So @kjetilkjeka , my understanding is that the following is still your recommendation? :

Yes it is.

More specifically my proposal is to init CRC with something that give us the flexibility to populate void fields at a later point. My proposal is that this should be one of the two following things depending on whether it's valuable to check serialization compatibility dynamically.

  • The compatibility signature defined here
  • A structure only containing namespace + name + major version (minor if major == 0) + default id.

@thirtytwobits
Copy link
Member

What you're against is sending message version number over the wire for every transfer, right?

Yep.

Just remember that the protocol also has to work smoothly with static node IDs.

What if we added a GetNodeCompatibilityInfo service that returned all supported services and datatypes for a given node:

  • A bus master could use this to validate required support from nodes and refuse to become operational if there were incompatibilities detected.
  • We could generate a manifest as an output of the DSDL compiler to make it easy to implement this service.
  • The gui_tool would be able to provide rich compatibility information by inspecting a live bus.

...depending on whether it's valuable to check serialization compatibility dynamically.

For proprietary commercial systems, especially safety-critical systems, determining compatibility statically is ideal but it seems like the UAVCAN ecosystem has different requirements?
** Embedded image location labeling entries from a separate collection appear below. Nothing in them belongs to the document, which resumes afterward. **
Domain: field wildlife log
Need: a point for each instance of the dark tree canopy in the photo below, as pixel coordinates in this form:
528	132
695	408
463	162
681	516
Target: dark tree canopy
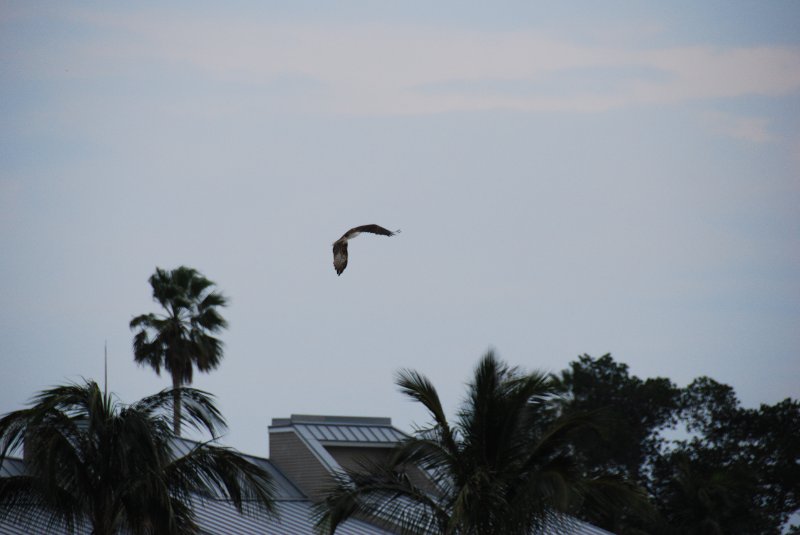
119	468
734	469
183	337
503	466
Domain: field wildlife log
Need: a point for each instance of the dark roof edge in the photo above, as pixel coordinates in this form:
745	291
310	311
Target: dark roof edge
333	420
Specifically, do we want to support the use-case where a new off-the-shelf part is integrated into an existing vehicle system? If so then dynamic compatibility seems like a hard requirement even if that means an initialization-time check rather than a per-message "runtime" check.

@pavel-kirienko
Copy link
Member

I have taken some time to rethink the changes we are discussing starting from the core design goals. I have also taken some time to re-read relevant chapters of the CANopen specification documents to see if there are any pertinent ideas that can be borrowed for our benefit.

In order to steer this conversation away from dead-end paths, let me say now that any design decisions that focus on bus masters, centralized activities of any kind, or stateful/context-dependent communication go directly against the core design principles of the protocol. As such, things like protocol version negotiation at the time of dynamic node ID allocation, or centralized data type compatibility checking are not going to happen.

In particular, the dynamic node ID allocation feature was developed to accommodate two rather specific use cases - in-field on-vehicle node firmware updates and a plug-and-play capability for simplified design and development workflows. It was understood from the day one that this feature is poorly aligned with the rest of the protocol; I have taken steps to rectify this misalignment by making the dynamic node ID allocation feature decentralized from the start (it is based on a distributed consensus algorithm that allows the network to continue functioning even in the event of a single or dual allocator failure or in the event of undetected network partitioning). Compared to the rest of the specification, the dynamic node ID allocation feature stands out not only due to its centralized nature but also due to its hideous complexity and poor predictability. It is a mistake to think that safety-critical applications mentioned earlier in this discussion are likely to leverage that feature; to the contrary, using existing vehicle networks as a reference, it can be observed that safety-concerned systems tend to avoid variable parameters.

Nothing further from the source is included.